Солод иногда подумывал о том, чтобы самому поставить дом у моря, зажить спокойной, тихой жизнью. Но сразу же отгонял эту мысль. Пусть уже под старость, если не останется никакой надежды. Ему мало того, чего достаточно, например, для Сороки. Да и Сороку разве заставишь сейчас отказаться от всего и доживать век в Крыму, в своем доме? Кто познал азарт преферанса, того не увлечет игра в «дурака»...
Солод поправил подушку, закрыл глаза. Мысли становились все ленивее, сплетались беспорядочно, снова расплывались, теряли четко очерченные контуры, как кольца табачного дыма. То возникало из тьмы, из небытия старое беззубое лицо Саливона Загребы, то появлялось лицо красивой Веры... Он почему-то оказался в комнате постоялого двора, описанного кем-то из классиков.
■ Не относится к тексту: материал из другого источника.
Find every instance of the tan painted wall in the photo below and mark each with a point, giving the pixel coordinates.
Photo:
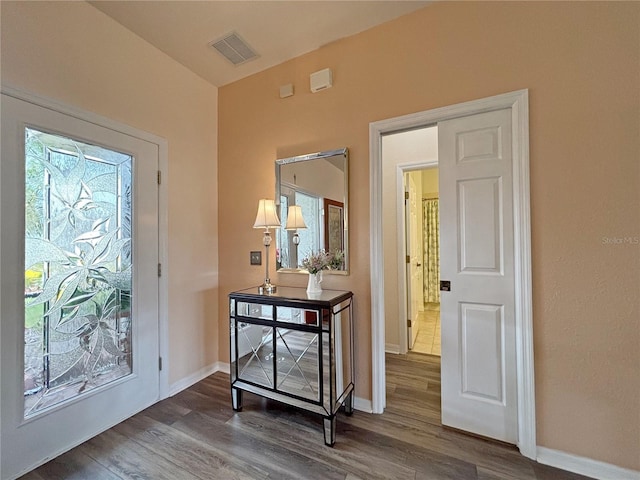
(581, 62)
(72, 53)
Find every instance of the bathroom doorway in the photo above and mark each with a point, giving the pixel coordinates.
(422, 247)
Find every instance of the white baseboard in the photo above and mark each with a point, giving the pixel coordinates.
(204, 372)
(584, 466)
(391, 348)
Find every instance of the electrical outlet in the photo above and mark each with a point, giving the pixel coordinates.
(256, 258)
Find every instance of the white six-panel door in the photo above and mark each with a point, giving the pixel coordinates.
(477, 257)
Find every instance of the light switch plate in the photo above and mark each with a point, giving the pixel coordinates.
(256, 258)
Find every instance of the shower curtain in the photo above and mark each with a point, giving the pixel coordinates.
(431, 225)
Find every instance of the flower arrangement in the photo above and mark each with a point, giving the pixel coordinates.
(323, 260)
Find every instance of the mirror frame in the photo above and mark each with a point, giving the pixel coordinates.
(345, 230)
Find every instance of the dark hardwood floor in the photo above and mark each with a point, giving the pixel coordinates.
(196, 435)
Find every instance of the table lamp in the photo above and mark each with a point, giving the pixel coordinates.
(267, 218)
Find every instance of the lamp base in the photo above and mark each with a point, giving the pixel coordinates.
(267, 288)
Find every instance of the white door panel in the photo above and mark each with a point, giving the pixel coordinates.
(477, 315)
(30, 439)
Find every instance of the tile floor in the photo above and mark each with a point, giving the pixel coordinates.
(428, 339)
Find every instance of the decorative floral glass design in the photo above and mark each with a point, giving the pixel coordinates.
(78, 268)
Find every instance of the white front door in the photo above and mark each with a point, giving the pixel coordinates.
(414, 258)
(477, 257)
(79, 283)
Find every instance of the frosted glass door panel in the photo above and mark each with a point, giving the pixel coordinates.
(77, 268)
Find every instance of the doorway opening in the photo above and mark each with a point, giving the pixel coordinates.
(422, 263)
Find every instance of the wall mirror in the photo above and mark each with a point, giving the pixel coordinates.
(318, 184)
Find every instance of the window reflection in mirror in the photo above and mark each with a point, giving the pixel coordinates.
(317, 183)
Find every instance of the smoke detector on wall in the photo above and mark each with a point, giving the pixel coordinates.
(234, 48)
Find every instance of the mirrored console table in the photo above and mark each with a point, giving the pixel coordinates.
(294, 349)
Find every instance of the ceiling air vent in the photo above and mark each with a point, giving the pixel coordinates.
(234, 49)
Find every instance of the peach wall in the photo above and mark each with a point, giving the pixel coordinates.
(581, 64)
(73, 53)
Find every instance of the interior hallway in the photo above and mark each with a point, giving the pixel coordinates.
(428, 338)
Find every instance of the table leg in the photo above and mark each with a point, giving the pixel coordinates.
(348, 404)
(236, 399)
(330, 430)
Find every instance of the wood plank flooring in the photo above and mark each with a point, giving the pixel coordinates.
(196, 435)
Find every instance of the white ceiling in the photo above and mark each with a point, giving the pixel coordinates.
(276, 30)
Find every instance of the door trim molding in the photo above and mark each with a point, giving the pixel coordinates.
(163, 218)
(518, 102)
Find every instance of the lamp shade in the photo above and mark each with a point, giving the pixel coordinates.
(267, 215)
(294, 218)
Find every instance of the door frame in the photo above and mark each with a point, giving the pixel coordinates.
(518, 102)
(163, 220)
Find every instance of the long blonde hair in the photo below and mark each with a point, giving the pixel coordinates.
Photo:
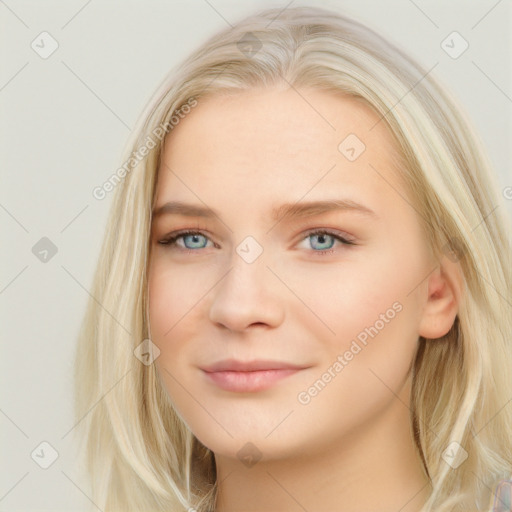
(140, 454)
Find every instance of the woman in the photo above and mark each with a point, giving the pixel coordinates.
(304, 292)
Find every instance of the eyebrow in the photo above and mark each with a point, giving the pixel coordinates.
(296, 210)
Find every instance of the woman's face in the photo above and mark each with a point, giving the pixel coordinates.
(336, 323)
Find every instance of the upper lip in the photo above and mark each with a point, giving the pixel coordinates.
(246, 366)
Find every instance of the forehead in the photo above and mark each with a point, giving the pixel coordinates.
(263, 144)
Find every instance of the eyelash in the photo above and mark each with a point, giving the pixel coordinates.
(172, 238)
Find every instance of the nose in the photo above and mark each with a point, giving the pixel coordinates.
(248, 295)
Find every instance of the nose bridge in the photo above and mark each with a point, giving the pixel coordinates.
(246, 294)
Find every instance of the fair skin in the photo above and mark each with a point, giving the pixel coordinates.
(304, 300)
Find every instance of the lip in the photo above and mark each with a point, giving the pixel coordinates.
(251, 376)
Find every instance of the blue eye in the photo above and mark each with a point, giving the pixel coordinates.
(190, 240)
(323, 241)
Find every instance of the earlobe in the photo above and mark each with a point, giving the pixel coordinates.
(442, 302)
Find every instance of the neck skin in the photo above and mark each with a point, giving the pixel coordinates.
(375, 469)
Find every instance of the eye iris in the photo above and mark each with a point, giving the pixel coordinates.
(195, 239)
(321, 239)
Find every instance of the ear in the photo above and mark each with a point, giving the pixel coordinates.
(443, 298)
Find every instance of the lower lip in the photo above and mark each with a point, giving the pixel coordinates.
(249, 381)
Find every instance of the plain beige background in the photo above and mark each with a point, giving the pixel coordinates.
(63, 124)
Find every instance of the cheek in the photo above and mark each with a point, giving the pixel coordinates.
(175, 294)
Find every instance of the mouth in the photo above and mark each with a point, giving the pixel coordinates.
(244, 377)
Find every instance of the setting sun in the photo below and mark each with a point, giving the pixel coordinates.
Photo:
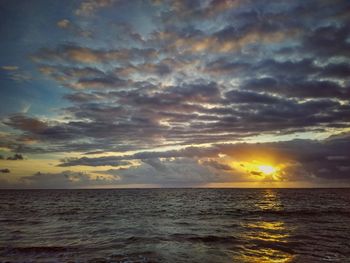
(267, 169)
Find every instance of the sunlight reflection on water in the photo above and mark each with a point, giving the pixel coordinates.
(266, 239)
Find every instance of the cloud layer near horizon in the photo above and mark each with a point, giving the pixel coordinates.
(189, 76)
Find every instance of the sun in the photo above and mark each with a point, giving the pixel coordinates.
(267, 169)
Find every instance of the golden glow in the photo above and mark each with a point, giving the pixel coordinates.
(267, 169)
(273, 233)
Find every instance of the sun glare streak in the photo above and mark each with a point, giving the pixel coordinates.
(267, 169)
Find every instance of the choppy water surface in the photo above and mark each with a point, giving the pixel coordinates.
(175, 225)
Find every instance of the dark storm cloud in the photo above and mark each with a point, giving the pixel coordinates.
(179, 73)
(307, 159)
(300, 89)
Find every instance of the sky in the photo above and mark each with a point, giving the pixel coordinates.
(160, 93)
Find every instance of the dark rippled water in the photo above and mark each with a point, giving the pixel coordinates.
(175, 225)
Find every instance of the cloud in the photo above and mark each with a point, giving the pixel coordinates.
(9, 68)
(65, 179)
(15, 157)
(89, 7)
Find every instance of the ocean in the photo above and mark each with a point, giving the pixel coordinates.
(175, 225)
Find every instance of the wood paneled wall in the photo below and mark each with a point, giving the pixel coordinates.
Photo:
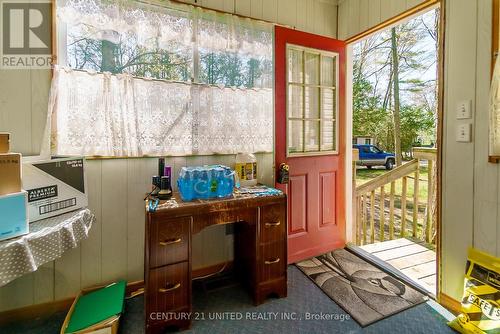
(114, 248)
(356, 16)
(471, 185)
Лежит на кровати, каждая ножка которой поставлена в миску с водой, а на голову сыплются с потолка клопы. Он смахивает их с лица, но они снова сыплются на него десятками. Вот он поймал одного, поднимает пламя свечи. Большой, твердый, как камень... Вдруг этот камень сверкает в руке, переливается радужными гранями. Но это же бриллиант!.. Иван Николаевич смотрит на пол, куда он смахивал клопов. Да, бриллианты, бриллианты! На него сыплется бриллиантовый град. Он вскакивает с постели, обеими руками лихорадочно загребает дорогие камни, бросает за пазуху, засовывает в карман... Откуда это? Боже! Это же обвалилась стена, на которой висели нимфы! Это же его собственные бриллианты! Вот и золото... Золотые бляшки из женских подвязок, золотые диски для зубов, николаевские червонцы... Что это значит? Вдруг он слышит страшный хохот у себя над головой. Кто это? Волосы рыжие, огнистые, руки черные, пальцы, закуренные махоркой... Неужели Безкобылин? Да, да... Это он!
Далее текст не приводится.